Striking Greek workers and civil servants have violently protested their government’s acceptance of the terms of an EU-IMF bailout, which sacrifices their future prosperity in a trade off for an attempt at stabilizing the Euro zone as a whole, a damning indictment of how global governance, which was introduced under the justification of maintaining financial stability, has had the exact opposite effect, with the virulence of the contagion from Greece threatening to spread to Portugal, Spain and Italy.
“There can be little wonder that the bailout finds little favor with Greek popular opinion,” Lewis said. “It must be obvious to Greek citizens that its terms pay scant regard to their future prosperity, which is being sacrificed in an increasingly forlorn hope of preserving a stable currency for the use of citizens in other member-states.”
Europe’s debt crisis has seen the Euro single currency plunge against the U.S. dollar, while riots were also a contributing factor to yesterday’s alarming U.S. stock market plunge, which at one stage saw the Dow Jones shed almost 1000 points.
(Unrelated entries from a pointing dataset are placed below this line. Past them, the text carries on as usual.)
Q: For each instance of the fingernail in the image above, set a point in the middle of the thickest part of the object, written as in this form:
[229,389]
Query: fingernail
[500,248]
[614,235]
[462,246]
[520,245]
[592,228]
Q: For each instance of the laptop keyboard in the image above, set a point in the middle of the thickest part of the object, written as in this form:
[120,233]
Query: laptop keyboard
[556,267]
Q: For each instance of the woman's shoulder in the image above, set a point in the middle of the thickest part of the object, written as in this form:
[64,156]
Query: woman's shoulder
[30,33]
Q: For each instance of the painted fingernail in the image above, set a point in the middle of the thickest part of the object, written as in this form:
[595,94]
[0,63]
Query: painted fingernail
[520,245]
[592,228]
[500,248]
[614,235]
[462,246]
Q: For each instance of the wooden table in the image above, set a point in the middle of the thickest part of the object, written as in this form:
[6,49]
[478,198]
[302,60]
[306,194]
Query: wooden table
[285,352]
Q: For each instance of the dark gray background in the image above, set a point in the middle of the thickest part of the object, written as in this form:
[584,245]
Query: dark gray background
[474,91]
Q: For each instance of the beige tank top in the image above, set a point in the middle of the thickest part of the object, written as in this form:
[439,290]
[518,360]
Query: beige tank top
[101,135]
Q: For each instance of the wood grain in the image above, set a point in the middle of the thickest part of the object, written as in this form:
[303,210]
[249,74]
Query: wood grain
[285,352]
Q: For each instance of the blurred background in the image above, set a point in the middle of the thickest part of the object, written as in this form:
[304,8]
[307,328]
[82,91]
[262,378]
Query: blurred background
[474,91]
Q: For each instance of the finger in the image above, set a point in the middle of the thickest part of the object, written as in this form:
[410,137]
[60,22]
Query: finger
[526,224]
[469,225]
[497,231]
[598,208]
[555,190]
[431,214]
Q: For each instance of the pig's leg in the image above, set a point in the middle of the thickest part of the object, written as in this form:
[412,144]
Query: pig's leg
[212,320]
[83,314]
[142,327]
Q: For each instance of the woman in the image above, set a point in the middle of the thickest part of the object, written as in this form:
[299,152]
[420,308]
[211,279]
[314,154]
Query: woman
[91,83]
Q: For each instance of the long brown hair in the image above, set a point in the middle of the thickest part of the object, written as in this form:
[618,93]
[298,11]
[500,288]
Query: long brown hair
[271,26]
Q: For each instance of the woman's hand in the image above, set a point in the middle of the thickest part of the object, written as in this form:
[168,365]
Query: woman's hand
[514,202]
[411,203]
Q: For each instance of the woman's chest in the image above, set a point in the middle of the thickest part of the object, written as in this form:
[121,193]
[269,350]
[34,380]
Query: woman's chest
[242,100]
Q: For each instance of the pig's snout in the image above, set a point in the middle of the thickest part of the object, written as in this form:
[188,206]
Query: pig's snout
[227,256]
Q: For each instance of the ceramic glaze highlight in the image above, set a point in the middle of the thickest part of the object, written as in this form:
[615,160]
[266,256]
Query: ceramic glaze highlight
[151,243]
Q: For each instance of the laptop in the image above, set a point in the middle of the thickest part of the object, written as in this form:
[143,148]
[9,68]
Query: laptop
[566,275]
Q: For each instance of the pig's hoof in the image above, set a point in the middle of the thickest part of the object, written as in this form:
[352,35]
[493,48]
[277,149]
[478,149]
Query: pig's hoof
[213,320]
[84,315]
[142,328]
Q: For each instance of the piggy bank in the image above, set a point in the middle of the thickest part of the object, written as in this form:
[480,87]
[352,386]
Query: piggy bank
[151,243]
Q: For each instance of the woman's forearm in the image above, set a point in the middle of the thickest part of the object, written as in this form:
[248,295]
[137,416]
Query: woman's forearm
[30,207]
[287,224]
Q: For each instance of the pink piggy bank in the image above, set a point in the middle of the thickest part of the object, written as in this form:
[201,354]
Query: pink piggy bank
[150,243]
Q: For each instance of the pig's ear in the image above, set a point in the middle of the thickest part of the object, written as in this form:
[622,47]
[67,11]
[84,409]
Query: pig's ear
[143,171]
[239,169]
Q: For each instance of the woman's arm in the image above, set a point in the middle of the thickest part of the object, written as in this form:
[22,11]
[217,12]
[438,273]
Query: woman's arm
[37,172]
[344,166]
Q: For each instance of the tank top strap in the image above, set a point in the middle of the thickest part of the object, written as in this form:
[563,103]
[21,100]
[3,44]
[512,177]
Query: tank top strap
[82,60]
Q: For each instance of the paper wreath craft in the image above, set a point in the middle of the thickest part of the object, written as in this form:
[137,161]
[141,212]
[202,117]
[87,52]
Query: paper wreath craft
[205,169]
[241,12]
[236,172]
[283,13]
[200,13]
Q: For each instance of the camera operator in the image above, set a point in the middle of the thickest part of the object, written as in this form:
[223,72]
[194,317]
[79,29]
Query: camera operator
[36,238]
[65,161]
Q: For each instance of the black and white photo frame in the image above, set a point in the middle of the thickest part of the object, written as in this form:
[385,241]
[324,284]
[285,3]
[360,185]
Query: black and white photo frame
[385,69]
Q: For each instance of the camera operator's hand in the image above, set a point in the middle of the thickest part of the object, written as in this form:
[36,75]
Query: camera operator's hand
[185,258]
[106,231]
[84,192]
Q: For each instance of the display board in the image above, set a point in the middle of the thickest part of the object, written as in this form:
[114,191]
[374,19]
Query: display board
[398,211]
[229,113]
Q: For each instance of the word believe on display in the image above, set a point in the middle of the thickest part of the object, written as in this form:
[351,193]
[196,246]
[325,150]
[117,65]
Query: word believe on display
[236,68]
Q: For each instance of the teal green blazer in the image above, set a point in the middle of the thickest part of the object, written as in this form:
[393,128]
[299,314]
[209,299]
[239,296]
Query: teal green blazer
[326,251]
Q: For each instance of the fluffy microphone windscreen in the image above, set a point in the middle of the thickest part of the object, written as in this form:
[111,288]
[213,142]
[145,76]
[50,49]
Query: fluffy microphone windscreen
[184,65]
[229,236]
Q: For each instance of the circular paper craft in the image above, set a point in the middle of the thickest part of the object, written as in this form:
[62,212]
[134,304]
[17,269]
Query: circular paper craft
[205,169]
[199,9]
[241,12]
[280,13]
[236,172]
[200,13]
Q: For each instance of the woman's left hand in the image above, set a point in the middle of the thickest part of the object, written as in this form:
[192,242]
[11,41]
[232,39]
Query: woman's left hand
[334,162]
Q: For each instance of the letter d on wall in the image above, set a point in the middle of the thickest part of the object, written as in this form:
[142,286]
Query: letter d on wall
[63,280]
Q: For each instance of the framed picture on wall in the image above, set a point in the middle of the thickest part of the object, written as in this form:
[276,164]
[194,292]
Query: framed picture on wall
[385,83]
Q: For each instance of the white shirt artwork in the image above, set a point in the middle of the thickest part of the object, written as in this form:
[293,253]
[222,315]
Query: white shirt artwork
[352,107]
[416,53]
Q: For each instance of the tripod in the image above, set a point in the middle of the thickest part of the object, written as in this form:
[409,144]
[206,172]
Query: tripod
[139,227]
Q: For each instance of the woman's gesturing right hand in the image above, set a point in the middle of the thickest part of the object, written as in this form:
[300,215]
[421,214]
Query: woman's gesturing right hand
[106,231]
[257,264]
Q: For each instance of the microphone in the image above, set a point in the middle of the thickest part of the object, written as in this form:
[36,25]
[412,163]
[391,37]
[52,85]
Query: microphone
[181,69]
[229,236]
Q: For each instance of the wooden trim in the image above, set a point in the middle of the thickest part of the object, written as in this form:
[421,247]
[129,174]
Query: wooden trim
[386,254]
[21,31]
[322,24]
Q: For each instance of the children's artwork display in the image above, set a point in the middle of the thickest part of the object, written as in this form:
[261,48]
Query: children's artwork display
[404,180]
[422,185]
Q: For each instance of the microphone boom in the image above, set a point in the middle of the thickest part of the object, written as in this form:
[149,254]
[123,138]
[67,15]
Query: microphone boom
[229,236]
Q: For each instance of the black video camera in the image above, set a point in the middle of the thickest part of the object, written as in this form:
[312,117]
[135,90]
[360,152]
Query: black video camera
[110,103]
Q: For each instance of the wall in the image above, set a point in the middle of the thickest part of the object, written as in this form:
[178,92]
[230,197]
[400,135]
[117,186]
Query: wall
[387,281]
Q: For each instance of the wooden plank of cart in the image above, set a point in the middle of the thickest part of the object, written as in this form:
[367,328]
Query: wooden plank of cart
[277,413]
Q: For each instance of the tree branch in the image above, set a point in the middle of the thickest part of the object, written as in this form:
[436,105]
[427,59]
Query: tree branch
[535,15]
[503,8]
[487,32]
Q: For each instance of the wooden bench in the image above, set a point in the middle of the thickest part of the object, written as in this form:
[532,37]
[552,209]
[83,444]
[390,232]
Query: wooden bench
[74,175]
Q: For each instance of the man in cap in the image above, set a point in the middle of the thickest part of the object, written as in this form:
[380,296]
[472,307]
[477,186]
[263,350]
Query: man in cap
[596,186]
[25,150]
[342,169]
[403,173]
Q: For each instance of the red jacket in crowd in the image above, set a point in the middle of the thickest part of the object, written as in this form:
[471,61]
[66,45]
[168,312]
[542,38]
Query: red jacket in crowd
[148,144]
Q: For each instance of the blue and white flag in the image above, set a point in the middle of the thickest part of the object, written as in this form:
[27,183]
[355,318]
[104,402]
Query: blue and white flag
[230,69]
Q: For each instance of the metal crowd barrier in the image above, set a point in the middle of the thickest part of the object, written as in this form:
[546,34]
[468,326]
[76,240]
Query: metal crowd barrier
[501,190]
BNP Paribas are now predicting that the Euro will hit parity against the U.S. dollar within 12 months, a level not seen for eight years.
“While we have had one of the most bearish forecasts in the market, these previous projections now appear too moderate given the current developments,” states the BNP report.
Economist Lewis firmly lays the blame for the chaos on internationalists who conned European nations into surrendering their sovereignty to the European project under the delusion that the architecture they were trading for their national self-determination would protect their country from precisely the kind of strife now unfolding.
“The guilty men are the eurocrats who stubbornly refuse to recognise that their fanciful construction is collapsing like a Tower of Babel,” Lewis told CNBC.
Lewis also forecasts that the riots and the violence show no signs of abating, so long as the globalists insist on forcing Greece into bondage by implementing the draconian terms of the EU-IMF loan which has now been passed by Parliament.
“Since most Greeks appear to think their government’s debts were incurred in the first place as a result of the nefarious activities of a ruling elite, the chances of their settling down to fulfil the terms of the bailout seem remote at best,” he said.
As was first documented by investigative reporter Greg Palast, what is happening in Greece is a familiar blueprint for how the IMF and World Bank habitually pillage and take over national countries and their economies.
Palast uncovered World Bank documents explaining how the IMF and World Bank deliberately fan the flames of violence and social unrest by raising prices on food, oil and the cost of living, causing riots which then lead to a virtual collapse of society which they then swoop in to exploit.
“The IMF riot is painfully predictable,” Palast quotes former World Bank chief Joe Stiglitz. When a nation is, “down and out, [the IMF] takes advantage and squeezes the last pound of blood out of them. They turn up the heat until, finally, the whole cauldron blows up,” as when the IMF eliminated food and fuel subsidies for the poor in Indonesia in 1998.
Palast uncovered how the riots were “written into the plan” by the IMF and World Bank and that “social unrest” was required to cause a financial panic, allowing for global corporations to then be able to buy up infrastructure on the cheap.
“The IMF riots (and by riots I mean peaceful demonstrations dispersed by bullets, tanks and teargas) cause new panicked flights of capital and government bankruptcies,” writes Palast. “This economic arson has it’s bright side – for foreign corporations, who can then pick off remaining assets, such as the odd mining concession or port, at fire sale prices.”